“Now,” he said, “there’s a thing that must be done.”
They set about it, and in another hour had laid to rest the man who had brought them there. Then Devine put down his shovel and turned to Weston.
“This thing has had its effect on me, and I guess you feel it too. He was your partner quite a while,” he said. “We want to get a move on and work this depression out of us. Well, you can make camp—a little farther back—while I crawl along between the willows and the range. I want to see what’s back of them. There’s an idea in my mind.”
Weston, who did not ask him what it was, fell in with the suggestion, and, when his comrade floundered away through the willows, proceeded to pitch the camp and build a fire ready for lighting among a few straggling firs a little back from the water. Then he went to sleep, and when the horse awakened him as it strove to pull out its picket to get another drink, he was a little astonished to see that the sun now hung low down above one range, and that Devine had not come back. He lay still, however, in the blissful content that only the worn-out know when, for a few hours, they can cease from toil. Presently he heard the willows rustle, and, though it cost him an effort, he stood up when Devine strode into camp. The latter glanced toward the hole they had dug to reach the water.
“You’ve let the horse break the sides down and stand in it,” he said. “We’ll clean it down to the gravel and pitch the soil out.”

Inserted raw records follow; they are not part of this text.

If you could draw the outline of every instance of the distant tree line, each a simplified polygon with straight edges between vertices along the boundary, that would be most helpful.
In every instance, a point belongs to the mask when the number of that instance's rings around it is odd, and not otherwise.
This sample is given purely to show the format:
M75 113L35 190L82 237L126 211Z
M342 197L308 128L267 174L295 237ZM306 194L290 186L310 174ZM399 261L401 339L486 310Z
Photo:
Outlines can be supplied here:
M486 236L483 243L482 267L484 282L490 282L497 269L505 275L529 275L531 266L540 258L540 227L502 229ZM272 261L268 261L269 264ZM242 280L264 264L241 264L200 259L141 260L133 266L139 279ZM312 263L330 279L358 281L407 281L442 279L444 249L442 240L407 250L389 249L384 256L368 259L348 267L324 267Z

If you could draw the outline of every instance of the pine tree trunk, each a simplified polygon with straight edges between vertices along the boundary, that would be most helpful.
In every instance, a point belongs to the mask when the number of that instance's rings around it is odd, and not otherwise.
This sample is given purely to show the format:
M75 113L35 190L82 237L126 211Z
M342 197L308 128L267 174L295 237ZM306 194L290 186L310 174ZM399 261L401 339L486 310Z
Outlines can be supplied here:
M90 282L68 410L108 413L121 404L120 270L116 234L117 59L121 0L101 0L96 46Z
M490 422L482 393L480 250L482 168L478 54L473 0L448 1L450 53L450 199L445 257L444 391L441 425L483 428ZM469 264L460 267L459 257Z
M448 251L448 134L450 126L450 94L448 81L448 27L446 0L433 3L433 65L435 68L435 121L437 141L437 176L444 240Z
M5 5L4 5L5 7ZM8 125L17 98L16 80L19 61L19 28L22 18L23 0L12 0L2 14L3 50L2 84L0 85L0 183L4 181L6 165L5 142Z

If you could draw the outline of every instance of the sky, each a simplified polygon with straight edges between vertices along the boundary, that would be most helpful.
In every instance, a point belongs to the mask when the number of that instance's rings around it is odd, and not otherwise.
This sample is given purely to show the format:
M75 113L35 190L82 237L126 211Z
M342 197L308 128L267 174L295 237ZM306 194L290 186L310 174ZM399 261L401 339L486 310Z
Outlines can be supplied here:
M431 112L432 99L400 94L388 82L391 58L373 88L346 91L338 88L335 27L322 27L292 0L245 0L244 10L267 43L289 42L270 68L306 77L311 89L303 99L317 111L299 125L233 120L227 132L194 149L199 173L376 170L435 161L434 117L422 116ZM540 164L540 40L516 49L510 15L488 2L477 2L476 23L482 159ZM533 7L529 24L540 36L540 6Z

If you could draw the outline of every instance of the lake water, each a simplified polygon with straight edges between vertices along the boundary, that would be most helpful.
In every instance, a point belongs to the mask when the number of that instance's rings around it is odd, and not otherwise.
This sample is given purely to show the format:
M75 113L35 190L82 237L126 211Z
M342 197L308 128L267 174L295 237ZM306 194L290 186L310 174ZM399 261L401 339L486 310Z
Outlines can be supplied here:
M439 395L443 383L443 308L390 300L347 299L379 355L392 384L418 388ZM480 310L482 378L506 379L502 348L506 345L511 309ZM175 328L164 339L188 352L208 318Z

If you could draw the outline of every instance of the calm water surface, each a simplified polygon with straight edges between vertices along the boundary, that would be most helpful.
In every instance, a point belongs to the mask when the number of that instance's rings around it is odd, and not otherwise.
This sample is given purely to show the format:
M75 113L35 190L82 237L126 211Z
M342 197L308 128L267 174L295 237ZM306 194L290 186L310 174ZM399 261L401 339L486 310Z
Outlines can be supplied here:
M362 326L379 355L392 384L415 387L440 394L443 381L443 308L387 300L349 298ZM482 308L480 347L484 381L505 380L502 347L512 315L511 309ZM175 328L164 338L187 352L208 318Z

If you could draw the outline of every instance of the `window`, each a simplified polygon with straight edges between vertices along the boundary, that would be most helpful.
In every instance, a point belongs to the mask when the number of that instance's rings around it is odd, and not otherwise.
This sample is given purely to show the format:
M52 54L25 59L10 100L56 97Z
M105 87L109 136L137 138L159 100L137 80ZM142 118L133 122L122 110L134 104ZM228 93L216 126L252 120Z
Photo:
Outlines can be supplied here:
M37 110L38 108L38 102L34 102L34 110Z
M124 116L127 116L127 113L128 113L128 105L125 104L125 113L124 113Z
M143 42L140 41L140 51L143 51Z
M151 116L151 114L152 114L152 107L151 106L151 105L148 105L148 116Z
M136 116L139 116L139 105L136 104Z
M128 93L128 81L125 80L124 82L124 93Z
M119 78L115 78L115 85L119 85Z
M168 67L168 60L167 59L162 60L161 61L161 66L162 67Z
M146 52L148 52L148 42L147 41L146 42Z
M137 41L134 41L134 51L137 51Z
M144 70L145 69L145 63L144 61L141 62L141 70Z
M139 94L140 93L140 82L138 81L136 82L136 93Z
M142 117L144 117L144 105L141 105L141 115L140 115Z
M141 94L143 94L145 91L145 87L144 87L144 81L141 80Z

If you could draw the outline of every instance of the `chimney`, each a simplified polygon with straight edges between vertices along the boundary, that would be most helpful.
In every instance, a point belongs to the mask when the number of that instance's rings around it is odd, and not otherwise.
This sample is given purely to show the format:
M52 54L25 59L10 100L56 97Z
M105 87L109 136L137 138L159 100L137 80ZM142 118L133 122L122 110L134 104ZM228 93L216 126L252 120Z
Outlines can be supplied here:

“Is it worth while?” Weston asked.
“Yes,” said Devine, dryly, “as we’ll probably be here a day or two, I guess it is. I’ll tell you about it when we get supper.”
Weston might have noticed that there was something curious in his manner, but he was very weary, and his mind was a little hazy then. He took the shovel, and toiled for some few minutes before a strip of stone he was endeavoring to wrench out broke beneath the blade. He flung the fragments out of the hole, and one of them caught Devine’s eye.
“Pitch me up that big round stone,” he said sharply.
Weston did as he was bidden, and his comrade, falling upon his knee, smashed the fragments into little lumps, and then, clutching some of them tight in one hand, stood up with a hoarse, exultant laugh.